Meta has warned about a dangerous vulnerability in FreeType, a widely used font-rendering library that many applications depend on. Hackers may already have exploited it in the wild. Some Linux distributions include vulnerable versions.
The flaw's severity is high and carries a score of 8.1 out of 10. It enables attackers to run arbitrary code on vulnerable systems, attempting to render certain types of fonts.
“An out-of-bounds write (a type of memory vulnerability) exists in FreeType versions 2.13.0 and below (newer versions of FreeType are not vulnerable),” Facebook said in the security advisory.
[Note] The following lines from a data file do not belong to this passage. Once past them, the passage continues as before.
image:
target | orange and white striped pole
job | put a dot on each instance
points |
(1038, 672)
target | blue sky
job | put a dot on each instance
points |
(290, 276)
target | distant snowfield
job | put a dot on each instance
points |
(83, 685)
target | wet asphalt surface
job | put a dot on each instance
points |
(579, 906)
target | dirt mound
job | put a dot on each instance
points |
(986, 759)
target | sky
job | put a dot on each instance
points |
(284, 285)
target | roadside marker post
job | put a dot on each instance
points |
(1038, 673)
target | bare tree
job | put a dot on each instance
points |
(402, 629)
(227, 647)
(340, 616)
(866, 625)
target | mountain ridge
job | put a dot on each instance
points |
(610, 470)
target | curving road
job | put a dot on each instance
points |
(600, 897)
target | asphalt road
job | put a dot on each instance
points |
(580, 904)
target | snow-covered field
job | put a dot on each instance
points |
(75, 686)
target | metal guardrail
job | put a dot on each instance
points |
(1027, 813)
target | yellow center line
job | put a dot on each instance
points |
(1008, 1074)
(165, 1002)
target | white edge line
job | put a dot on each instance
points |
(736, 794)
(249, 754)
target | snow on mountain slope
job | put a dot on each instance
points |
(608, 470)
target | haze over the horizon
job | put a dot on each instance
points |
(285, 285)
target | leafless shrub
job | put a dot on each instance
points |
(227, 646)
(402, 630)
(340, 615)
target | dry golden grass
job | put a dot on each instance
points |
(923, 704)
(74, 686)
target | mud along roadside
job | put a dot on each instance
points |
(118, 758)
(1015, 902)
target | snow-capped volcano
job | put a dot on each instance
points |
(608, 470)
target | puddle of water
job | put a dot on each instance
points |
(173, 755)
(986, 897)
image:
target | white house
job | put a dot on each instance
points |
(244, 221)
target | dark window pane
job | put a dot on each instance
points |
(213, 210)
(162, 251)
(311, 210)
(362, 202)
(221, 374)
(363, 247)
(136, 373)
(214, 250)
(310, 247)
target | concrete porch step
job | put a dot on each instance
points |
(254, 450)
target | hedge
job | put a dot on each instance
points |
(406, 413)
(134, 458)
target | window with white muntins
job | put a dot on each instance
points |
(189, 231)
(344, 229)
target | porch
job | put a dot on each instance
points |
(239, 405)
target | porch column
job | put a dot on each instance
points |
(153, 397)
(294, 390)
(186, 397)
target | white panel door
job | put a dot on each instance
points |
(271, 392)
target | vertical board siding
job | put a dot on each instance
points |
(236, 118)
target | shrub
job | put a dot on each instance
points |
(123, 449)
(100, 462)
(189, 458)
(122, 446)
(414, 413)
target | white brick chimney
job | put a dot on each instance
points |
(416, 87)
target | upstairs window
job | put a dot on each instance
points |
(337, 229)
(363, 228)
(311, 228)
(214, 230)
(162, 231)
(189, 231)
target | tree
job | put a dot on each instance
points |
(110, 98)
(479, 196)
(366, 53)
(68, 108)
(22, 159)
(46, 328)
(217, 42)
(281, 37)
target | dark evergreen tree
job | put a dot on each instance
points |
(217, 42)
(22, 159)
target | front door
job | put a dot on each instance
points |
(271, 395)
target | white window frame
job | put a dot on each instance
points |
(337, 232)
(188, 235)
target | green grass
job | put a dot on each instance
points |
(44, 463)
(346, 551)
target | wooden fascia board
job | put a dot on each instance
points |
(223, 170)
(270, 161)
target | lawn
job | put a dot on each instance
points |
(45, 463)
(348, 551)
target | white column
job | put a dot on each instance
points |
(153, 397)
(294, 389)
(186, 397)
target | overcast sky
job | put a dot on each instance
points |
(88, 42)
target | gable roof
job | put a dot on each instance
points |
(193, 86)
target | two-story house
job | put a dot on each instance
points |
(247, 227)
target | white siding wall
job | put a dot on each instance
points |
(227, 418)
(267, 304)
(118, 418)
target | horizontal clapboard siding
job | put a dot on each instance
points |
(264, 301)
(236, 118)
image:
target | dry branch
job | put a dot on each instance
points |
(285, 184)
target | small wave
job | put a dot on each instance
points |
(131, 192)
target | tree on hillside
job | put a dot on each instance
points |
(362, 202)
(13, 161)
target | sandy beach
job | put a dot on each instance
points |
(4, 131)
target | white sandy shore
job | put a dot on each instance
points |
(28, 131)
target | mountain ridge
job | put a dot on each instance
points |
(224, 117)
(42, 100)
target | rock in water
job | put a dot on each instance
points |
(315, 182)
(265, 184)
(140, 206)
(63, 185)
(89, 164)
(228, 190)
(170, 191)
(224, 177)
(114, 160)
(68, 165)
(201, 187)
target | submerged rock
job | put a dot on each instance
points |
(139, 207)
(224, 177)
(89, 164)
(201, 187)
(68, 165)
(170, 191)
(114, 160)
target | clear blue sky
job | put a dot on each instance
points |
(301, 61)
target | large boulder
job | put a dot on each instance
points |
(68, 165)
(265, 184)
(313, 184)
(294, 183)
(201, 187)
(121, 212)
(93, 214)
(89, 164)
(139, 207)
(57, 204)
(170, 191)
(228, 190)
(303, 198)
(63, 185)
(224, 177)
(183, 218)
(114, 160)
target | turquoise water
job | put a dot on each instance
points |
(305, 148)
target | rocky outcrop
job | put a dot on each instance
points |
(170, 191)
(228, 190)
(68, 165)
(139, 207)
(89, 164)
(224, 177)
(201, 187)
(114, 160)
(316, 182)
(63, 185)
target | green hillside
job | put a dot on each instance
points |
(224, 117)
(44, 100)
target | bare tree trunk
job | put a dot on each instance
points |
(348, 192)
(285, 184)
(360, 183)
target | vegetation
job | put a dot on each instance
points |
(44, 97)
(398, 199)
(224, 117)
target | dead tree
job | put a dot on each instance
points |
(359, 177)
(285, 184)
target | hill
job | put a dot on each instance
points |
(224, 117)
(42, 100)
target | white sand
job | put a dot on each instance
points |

It further explains that the memory bug lies in a miscalculation of how much memory is needed to process certain types of font files – TrueType GX and variable fonts. The software ends up allocating too little memory, which causes code to write “up to six signed long integers out of bounds” relative to the allocated buffer.
“This may result in arbitrary code execution. This vulnerability may have been exploited in the wild,” Facebook noted.
Freetype 2.13.0, the last vulnerable version, was released on February 9th, 2023, and three months later replaced with a newer version.
However, many systems still depend on older software libraries to render fonts.
According to the oss-security mailing list, multiple Linux distributions and software packages include older versions of FreeType, including Ubuntu 22.04, Amazon Linux 2, Debian stable / Devuan, RHEL / CentOS Stream / Alma Linux / etc. 8 and 9, GNU Guix, Mageia, OpenMandriva, openSUSE Leap, Slackware, Debian Bookworm.
Web browsers already include newer versions of FreeType.
The bug would not be too concerning if people only used trusted fonts, as used to be routine. However, webpages now embed fonts, and the affected “variable font files” format is widely used in browsers. It allows parametric adjustment of font properties,” one security researcher explained.